Troubleshooting

Voltis is designed for reliability, but edge environments can introduce challenges like network instability or resource constraints. This guide covers common errors, diagnostic steps, and resolutions based on source code behaviors and typical failure modes.

General Debugging Tips

  • Enable Verbose Logging: The daemon uses slog at debug level by default.

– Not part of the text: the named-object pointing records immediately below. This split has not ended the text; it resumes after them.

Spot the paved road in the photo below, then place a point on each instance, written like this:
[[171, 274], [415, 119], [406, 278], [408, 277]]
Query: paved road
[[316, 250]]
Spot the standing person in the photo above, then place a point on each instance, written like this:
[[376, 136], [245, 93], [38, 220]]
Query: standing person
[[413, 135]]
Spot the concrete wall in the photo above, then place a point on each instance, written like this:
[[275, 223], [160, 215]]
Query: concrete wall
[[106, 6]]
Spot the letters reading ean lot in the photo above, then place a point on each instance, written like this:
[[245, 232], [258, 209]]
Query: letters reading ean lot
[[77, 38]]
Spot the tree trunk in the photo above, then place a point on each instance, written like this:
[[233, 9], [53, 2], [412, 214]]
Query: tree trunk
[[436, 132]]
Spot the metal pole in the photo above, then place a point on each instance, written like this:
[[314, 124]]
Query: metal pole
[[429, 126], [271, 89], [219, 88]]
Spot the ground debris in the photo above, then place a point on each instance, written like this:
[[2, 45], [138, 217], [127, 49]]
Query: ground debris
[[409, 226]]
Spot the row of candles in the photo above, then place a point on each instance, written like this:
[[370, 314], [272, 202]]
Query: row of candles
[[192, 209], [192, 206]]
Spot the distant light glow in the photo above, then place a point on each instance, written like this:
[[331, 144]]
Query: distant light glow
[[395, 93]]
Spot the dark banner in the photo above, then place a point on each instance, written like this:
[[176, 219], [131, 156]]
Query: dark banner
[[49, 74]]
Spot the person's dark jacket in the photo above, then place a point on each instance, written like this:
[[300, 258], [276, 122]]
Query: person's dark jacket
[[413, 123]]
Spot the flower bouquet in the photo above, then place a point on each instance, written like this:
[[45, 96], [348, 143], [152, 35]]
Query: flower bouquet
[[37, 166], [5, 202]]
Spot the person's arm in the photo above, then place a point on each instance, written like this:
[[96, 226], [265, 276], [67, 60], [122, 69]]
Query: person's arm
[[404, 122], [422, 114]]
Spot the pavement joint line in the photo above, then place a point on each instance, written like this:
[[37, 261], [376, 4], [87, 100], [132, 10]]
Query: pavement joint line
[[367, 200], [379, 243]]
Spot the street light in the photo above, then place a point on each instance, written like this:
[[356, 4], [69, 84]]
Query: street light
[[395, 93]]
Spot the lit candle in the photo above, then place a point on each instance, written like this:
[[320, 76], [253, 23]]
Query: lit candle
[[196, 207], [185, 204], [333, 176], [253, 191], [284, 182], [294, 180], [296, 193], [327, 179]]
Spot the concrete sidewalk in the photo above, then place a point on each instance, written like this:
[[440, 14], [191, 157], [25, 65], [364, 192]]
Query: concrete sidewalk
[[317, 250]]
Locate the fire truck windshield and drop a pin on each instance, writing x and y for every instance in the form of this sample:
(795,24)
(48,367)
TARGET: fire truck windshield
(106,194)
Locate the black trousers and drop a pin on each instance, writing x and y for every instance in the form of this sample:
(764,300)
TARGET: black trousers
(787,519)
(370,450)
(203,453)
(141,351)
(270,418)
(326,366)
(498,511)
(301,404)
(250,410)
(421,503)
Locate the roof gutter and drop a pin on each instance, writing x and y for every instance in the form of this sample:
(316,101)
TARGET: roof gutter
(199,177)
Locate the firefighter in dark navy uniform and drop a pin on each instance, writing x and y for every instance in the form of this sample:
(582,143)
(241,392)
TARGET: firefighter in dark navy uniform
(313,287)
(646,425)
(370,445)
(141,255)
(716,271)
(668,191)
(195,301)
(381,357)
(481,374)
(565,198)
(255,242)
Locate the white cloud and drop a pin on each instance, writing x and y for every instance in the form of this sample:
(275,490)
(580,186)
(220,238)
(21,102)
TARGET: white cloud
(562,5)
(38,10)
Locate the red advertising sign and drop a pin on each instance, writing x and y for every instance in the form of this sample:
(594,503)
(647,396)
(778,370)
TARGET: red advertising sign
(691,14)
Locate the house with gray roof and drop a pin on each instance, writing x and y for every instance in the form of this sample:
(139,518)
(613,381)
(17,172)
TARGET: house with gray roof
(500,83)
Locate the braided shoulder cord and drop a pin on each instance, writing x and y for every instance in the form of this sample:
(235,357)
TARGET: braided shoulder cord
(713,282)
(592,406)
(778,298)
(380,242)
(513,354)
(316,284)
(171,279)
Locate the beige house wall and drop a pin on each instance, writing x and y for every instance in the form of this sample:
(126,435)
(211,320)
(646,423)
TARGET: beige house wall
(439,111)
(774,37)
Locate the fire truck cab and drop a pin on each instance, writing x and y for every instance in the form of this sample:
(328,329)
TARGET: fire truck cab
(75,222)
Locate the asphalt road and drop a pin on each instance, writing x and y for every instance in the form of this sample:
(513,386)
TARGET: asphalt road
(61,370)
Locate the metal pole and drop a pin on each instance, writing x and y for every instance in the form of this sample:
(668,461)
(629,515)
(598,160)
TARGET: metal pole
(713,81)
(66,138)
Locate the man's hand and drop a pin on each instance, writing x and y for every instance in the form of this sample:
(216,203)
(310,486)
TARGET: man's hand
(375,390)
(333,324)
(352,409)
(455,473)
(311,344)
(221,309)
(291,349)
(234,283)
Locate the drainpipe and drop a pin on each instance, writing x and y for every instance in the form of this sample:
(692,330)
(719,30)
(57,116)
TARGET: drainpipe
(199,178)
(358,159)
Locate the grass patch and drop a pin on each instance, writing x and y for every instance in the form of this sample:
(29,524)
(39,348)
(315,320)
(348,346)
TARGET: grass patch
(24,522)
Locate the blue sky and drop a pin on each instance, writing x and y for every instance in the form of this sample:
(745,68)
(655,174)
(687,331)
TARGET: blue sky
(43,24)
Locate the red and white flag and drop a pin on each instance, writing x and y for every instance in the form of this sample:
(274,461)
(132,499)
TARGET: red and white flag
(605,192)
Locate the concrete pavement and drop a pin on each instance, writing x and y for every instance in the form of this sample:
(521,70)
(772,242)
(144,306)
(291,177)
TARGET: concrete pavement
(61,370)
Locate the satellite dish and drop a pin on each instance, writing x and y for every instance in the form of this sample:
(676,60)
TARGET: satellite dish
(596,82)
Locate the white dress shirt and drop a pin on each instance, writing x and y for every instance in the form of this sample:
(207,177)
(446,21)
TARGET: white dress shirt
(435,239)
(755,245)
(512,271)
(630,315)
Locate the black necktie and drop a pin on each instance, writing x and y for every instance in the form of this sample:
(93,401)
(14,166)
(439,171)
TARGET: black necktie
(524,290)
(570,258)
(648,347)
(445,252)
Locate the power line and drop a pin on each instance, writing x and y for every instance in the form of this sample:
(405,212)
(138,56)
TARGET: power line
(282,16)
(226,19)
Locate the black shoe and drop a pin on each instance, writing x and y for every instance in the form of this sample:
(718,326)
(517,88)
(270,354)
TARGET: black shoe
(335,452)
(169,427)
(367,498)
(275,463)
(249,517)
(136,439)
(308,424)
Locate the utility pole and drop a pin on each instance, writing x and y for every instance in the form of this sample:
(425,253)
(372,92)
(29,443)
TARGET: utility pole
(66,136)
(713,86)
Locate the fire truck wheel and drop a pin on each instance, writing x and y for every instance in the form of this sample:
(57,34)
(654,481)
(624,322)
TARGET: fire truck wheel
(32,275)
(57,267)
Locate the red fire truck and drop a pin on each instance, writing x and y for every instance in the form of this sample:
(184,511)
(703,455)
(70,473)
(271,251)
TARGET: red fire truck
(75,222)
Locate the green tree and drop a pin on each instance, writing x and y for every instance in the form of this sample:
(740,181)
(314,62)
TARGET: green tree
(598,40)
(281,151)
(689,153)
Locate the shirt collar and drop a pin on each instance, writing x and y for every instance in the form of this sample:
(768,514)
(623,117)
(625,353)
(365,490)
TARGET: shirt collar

Redirect output:

    voltis daemon 2>&1 | tee daemon.log

    Look for prefixes like “system::daemon”, “api::server”.

  • CLI Verbose: Add -v flag (future; currently logs to stderr).

  • Database Inspection: SQLite tools for debugging:

    sqlite3 /var/lib/voltis/voltis.sqlite.db
    .tables  # List: workloads, services, etc.
    SELECT * FROM workloads;  # Check active/digests
  • System Logs: journalctl -u voltis -f --all

  • Service Logs: journalctl -u docker -f.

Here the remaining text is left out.